Italian composer Adriano BANCHIERI (1568-1634) is known for his words “as well as serious dramatic works, people need joyful pieces providing light entertainment – do the former well and enjoy the latter”. Today, he is certainly better remembered for his latter type of music, such as the madrigal Contrapunto Bestiale Alla Mente, the five-part “counterpoint of the animals”, in which a mock-serious cantus firmus is heard in the bass line, while the other parts squeal, bark, meow, and in all sorts of other ways provide a chorus of various creatures yielding the accompaniment.
One of the most influential composers of the early high Renaissance was the Franco-Flemish Cipriano de RORE (c.1515-1565), who spent much of his life working in Italy. His four-part masterpiece Mia Benigna Fortuna is written on the text of Petrarch, the “father of humanism” and the poet who more than all others inspired the imagination of the late-Renaissance Italian composers. The poem, written in the form of a sestina, laments the death of his beloved Laura during the plague, emphasizing the sudden change in his “kind fortune and happy life” to “hating his life and longing for death”. A thorough analysis of this deep and multi-layered piece of music is material for future posts.
Orazio VECCHI (1550-1605) was another Italian composer who, though today better known for his lighter madrigals, was during his time a daring innovator and one of the pioneers of early quasi-operas which eventually led to Peri’s Dafne (the first opera ever written, in 1598) and Monteverdi’s L’Orfeo (1607), the opera that brought the genre to life and paved the way for the likes of Händel, Mozart, Weber, Wagner, Puccini, and such contemporary composers as John Adams. So Ben Mi Ch’ha Bon Tempo is a short, strophic, angst-filled and beautiful four-part song with clever use of pseudo-polyphony in its final fa-la-la section.
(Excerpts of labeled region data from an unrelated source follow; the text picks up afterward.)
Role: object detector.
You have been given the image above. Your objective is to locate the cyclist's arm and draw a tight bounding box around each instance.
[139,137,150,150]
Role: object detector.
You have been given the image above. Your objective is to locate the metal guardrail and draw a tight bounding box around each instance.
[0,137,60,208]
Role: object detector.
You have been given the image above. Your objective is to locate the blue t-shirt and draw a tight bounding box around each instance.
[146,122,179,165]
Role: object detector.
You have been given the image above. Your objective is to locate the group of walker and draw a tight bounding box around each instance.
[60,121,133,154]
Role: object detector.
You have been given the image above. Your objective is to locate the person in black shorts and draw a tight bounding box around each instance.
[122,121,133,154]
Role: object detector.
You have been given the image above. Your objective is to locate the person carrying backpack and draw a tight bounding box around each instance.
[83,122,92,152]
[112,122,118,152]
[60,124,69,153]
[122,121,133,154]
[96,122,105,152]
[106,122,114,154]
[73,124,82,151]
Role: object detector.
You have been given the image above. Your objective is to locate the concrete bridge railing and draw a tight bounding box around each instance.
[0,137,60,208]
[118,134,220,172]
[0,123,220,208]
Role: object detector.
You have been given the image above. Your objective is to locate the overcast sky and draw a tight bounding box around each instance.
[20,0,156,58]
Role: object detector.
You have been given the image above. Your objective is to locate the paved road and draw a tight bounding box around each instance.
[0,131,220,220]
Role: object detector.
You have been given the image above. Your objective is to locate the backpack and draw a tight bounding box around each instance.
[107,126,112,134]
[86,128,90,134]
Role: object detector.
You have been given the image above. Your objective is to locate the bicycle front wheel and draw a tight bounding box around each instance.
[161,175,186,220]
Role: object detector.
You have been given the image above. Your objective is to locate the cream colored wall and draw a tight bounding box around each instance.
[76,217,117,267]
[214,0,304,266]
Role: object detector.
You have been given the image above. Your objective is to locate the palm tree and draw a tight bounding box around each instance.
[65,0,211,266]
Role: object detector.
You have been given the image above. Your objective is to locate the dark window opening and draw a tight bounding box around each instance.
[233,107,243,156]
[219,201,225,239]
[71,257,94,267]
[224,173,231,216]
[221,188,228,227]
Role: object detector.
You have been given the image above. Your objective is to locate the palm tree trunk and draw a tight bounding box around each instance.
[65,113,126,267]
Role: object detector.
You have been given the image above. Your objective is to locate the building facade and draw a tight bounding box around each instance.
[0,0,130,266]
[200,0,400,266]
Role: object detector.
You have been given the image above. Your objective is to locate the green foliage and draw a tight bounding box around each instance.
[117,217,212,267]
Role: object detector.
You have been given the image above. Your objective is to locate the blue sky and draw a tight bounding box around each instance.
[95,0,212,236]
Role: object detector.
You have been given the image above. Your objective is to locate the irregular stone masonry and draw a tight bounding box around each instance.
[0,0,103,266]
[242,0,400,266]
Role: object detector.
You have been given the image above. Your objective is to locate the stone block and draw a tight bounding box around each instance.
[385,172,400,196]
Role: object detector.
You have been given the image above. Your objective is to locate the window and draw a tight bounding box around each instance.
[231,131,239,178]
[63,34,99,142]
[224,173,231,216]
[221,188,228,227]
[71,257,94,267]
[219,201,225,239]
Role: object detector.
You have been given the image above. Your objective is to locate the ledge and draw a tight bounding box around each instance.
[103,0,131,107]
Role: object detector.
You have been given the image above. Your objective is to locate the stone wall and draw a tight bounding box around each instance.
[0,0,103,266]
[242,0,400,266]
The song Sumer Is Icumen In (“summer has arrived” in Middle English) was probably written around 1260 (the composer’s identity is uncertain), and as such, it is the first known example of a piece of music employing six-part polyphony. It is essentially a round, with voice after voice entering into the musical frame. Though naturally its harmonic world is somewhat archaic by our standards, it is very much enjoyable and easy to listen to for a piece that was written during the times of the Notre Dame school of composition – a more academic experiment with polyphony within the context of sacred music whose products sound much more weird to the modern ear.
Finally, a simple and lovely French chanson by Claudin de SERMISY (c.1490-1562), Tant que Vivray. The beautiful melody in the soprano line is mostly supported by simple homophonic accompaniment from the other three parts. The song is about the joy a lover feels when, after a long and arduous siege, his/her beloved (“his” in this particular song – though that hardly matters) finally yields and gives in to the passions of love.